わたしに言い返すこともできないくらい苦しい状態だったようで、少し弱々しく背中が小さく見えた。
——⋯
「少し落ち着きましたか?」
「⋯ああ。」
「よかった⋯これ飲んでください。喉があったまりますから」
まだほんのり温かいはちみつレモンをそっと手渡すと、柊様は黙ったまま素直に口に運んだ。
てっきり『いらない』と冷たくはね返されると思っていたので、素直に受け入れてくれたことが思いがけず、嬉しかった。
「⋯なんで」
突然柊様が尋ねてくる。
「え?」
「ほっとけばよかったのに」
今までの意地悪のことを気にしてるのか、手伝ったことを不思議に感じているようだった。
「苦しそうな人を前にそんなこと出来ませんよ。それに、柊様に何かあったらわたしがクビになります。」
ただ当然の務めだと淡々と言うと、彼は目を丸くしたあと、ほんのり頬をゆるめて笑った。
初めてふわっと笑う顔を見て、胸が少しきゅっと締め付けられた。
「汗かきましたよね、タオルとお着替えお持ちします⋯!」
初めて向けられた笑顔に胸が熱くなり、恥ずかしさを紛らわすように足早に部屋をあとにした。

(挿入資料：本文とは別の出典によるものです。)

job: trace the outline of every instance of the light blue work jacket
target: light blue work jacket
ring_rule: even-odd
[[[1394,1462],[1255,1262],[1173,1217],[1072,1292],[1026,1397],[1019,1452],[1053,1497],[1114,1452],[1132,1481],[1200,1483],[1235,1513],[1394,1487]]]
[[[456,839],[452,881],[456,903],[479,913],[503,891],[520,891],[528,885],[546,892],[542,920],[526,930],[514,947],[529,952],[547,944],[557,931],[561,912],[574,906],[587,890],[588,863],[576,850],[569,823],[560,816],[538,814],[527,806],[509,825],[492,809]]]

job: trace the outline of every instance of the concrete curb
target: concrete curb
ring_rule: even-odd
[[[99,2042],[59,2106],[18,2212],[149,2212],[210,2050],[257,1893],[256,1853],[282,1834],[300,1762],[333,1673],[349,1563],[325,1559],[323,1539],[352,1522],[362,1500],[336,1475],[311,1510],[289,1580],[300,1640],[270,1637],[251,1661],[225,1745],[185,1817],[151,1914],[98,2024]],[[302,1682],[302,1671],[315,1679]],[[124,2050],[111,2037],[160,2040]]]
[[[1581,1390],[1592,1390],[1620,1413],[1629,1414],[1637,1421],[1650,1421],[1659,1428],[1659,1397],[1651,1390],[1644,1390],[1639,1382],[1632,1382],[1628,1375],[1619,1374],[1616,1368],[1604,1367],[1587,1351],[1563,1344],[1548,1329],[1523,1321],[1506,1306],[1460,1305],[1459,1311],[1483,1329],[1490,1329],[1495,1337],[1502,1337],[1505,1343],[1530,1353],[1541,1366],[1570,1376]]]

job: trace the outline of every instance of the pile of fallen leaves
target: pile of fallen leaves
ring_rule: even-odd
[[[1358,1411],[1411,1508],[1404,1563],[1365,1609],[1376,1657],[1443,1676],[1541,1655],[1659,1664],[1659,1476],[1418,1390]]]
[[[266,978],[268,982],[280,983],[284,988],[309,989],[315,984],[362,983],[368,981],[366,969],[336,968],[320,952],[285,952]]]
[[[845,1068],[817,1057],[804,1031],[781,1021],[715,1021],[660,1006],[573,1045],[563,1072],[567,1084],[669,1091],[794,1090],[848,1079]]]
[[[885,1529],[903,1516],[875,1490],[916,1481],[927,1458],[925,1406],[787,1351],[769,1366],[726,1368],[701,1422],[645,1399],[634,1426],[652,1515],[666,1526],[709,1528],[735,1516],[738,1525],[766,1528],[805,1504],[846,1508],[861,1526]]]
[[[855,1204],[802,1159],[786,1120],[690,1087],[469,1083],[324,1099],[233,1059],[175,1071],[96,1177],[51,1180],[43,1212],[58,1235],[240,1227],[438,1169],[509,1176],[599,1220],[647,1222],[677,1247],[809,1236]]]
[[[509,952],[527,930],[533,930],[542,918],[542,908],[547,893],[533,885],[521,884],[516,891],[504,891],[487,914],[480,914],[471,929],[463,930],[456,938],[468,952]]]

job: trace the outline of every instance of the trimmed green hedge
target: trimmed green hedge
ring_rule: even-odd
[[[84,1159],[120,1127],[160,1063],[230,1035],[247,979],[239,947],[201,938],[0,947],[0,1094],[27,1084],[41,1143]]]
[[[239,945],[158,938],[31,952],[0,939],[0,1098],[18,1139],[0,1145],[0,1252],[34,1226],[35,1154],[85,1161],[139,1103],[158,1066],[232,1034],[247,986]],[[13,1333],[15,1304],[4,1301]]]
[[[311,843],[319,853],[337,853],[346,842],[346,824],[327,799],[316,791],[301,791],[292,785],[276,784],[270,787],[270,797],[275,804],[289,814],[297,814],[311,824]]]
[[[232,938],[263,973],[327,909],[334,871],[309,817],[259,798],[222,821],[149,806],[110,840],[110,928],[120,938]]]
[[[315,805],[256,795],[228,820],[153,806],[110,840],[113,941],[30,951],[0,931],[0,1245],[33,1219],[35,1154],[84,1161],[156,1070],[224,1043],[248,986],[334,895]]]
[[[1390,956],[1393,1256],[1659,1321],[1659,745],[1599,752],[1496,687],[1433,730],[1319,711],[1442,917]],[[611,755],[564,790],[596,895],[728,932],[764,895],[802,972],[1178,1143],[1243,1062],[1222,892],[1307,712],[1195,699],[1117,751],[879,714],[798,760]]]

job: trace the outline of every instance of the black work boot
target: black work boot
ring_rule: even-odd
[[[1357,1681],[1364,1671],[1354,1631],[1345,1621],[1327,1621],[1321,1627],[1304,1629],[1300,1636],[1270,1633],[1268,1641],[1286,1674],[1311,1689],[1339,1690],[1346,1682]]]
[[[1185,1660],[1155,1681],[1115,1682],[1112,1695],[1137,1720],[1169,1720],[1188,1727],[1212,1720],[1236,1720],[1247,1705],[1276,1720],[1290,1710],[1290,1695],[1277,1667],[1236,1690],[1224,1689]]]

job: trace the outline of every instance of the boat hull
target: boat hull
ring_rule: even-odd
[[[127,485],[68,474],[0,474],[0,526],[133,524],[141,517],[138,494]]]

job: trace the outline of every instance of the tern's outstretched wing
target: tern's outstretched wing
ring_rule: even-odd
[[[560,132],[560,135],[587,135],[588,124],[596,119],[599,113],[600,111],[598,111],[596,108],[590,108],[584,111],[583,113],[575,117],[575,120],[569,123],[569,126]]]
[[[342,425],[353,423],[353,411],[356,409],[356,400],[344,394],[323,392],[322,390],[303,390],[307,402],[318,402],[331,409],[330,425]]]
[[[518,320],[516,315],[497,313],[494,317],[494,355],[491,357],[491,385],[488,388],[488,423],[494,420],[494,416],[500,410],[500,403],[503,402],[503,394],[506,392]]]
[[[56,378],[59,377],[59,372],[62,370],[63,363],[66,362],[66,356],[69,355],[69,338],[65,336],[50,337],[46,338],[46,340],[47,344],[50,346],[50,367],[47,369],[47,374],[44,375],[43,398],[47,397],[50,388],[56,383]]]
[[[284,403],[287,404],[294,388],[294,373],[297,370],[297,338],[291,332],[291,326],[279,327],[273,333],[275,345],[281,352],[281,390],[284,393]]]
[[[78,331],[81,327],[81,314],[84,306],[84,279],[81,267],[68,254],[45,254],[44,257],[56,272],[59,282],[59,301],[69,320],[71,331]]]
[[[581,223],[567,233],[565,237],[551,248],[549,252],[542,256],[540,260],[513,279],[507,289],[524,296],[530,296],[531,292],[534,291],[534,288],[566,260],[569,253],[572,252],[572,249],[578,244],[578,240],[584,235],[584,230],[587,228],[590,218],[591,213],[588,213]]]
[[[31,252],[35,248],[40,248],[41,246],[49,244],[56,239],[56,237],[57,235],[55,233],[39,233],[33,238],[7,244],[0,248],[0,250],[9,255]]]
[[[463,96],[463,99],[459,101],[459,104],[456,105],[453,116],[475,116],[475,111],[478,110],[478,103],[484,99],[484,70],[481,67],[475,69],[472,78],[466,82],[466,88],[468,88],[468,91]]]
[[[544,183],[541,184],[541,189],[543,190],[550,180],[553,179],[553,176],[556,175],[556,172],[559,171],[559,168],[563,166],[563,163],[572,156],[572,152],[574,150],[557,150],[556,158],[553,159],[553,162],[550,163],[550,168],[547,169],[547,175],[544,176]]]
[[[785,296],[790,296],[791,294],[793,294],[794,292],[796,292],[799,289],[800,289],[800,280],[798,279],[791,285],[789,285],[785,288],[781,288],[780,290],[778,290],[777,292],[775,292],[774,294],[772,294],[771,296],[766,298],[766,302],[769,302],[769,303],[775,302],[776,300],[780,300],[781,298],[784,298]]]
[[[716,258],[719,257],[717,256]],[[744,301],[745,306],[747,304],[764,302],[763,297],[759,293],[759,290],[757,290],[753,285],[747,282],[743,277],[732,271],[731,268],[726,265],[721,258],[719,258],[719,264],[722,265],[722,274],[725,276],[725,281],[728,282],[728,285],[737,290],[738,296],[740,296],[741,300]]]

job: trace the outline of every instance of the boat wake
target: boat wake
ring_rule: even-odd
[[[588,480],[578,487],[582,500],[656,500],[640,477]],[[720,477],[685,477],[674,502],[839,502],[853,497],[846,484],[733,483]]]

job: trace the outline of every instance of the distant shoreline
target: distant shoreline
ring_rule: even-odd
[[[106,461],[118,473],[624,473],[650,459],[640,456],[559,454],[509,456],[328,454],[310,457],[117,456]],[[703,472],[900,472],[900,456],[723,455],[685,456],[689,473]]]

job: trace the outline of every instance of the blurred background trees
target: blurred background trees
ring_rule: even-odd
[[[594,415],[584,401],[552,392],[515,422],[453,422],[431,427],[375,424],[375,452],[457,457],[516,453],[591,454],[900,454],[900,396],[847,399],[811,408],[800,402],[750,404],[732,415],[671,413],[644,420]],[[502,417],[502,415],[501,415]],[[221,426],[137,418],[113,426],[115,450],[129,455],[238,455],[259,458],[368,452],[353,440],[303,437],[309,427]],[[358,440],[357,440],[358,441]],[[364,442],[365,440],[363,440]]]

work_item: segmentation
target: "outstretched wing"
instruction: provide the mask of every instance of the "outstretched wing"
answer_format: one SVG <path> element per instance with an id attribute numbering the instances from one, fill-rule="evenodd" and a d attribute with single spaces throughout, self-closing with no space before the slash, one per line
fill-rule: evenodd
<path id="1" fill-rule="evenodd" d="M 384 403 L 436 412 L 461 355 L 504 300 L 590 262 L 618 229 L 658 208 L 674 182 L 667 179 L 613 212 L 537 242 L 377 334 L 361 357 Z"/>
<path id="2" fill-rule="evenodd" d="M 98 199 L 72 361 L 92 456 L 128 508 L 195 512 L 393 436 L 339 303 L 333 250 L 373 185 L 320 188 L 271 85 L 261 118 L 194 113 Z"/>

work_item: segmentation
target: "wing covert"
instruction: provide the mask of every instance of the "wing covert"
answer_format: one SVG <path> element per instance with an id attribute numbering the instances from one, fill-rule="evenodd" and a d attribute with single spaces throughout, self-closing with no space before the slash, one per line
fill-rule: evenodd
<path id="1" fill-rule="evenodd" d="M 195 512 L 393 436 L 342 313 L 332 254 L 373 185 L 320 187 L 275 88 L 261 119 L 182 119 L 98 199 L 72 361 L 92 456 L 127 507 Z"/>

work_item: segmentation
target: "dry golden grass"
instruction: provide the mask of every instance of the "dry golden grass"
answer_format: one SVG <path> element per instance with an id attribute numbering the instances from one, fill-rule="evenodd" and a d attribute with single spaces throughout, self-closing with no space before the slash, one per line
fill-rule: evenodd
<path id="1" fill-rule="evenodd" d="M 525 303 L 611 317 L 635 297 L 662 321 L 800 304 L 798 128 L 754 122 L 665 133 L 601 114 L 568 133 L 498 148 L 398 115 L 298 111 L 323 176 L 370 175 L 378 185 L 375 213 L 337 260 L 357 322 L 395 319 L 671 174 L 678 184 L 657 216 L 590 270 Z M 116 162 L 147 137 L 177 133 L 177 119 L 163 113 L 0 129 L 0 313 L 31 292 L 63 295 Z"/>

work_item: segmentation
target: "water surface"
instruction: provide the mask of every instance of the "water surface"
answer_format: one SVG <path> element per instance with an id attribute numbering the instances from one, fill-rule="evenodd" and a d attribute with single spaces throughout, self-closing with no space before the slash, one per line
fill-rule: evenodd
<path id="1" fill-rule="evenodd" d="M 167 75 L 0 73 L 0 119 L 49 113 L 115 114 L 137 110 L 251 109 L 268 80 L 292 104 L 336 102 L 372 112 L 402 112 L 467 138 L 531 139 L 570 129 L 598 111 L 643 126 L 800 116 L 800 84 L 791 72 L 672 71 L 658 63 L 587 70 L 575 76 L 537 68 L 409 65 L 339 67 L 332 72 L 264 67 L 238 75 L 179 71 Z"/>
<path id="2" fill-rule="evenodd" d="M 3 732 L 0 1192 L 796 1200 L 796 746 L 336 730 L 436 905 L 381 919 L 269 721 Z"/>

気持ちをなんとか落ち着けながら、お湯とタオルを用意して戻ると
柊様はもう静かに眠りについていた。
そっと息をひそめながら、温かいタオルで顔を拭いていると、まだ少し息が苦しいのか
彼は苦しげに眉を寄せて眠っている。
その顔がなんだか痛ましくて、気がつくとわたしはそっと彼の頭に手を伸ばし、優しく撫でていた。
すると不意にその腕を掴まれ、驚く間もなく引き寄せられ
そのままベッドに倒れ込み、ぐっと彼の腕に包まれてしまった。
「ちょっ!」
息が止まりそうなほど胸が跳ね上がる。
顔を上げると柊様は眠ったままだった。
寝ぼけているのか、わたしを抱きしめる腕に力を込めるばかりで抜け出すのが難しい。
ようやく呼吸が落ち着いて眠りについてくれたのに、もし今起こしてしまったらまたあの鋭い目で怒られるかもしれない。
そんな恐怖が胸をかすめ、わたしはじっと息を殺しながら、彼が寝返りを打つ隙を待つことにした。
柊様の呼吸は、まだ少しヒューヒューと気管からの音が混ざって聞こえる。
彼の体温が暖かくて、久しぶりに感じる人肌の安心感で、いつの間にかわたしも眠りに落ちてしまっていた。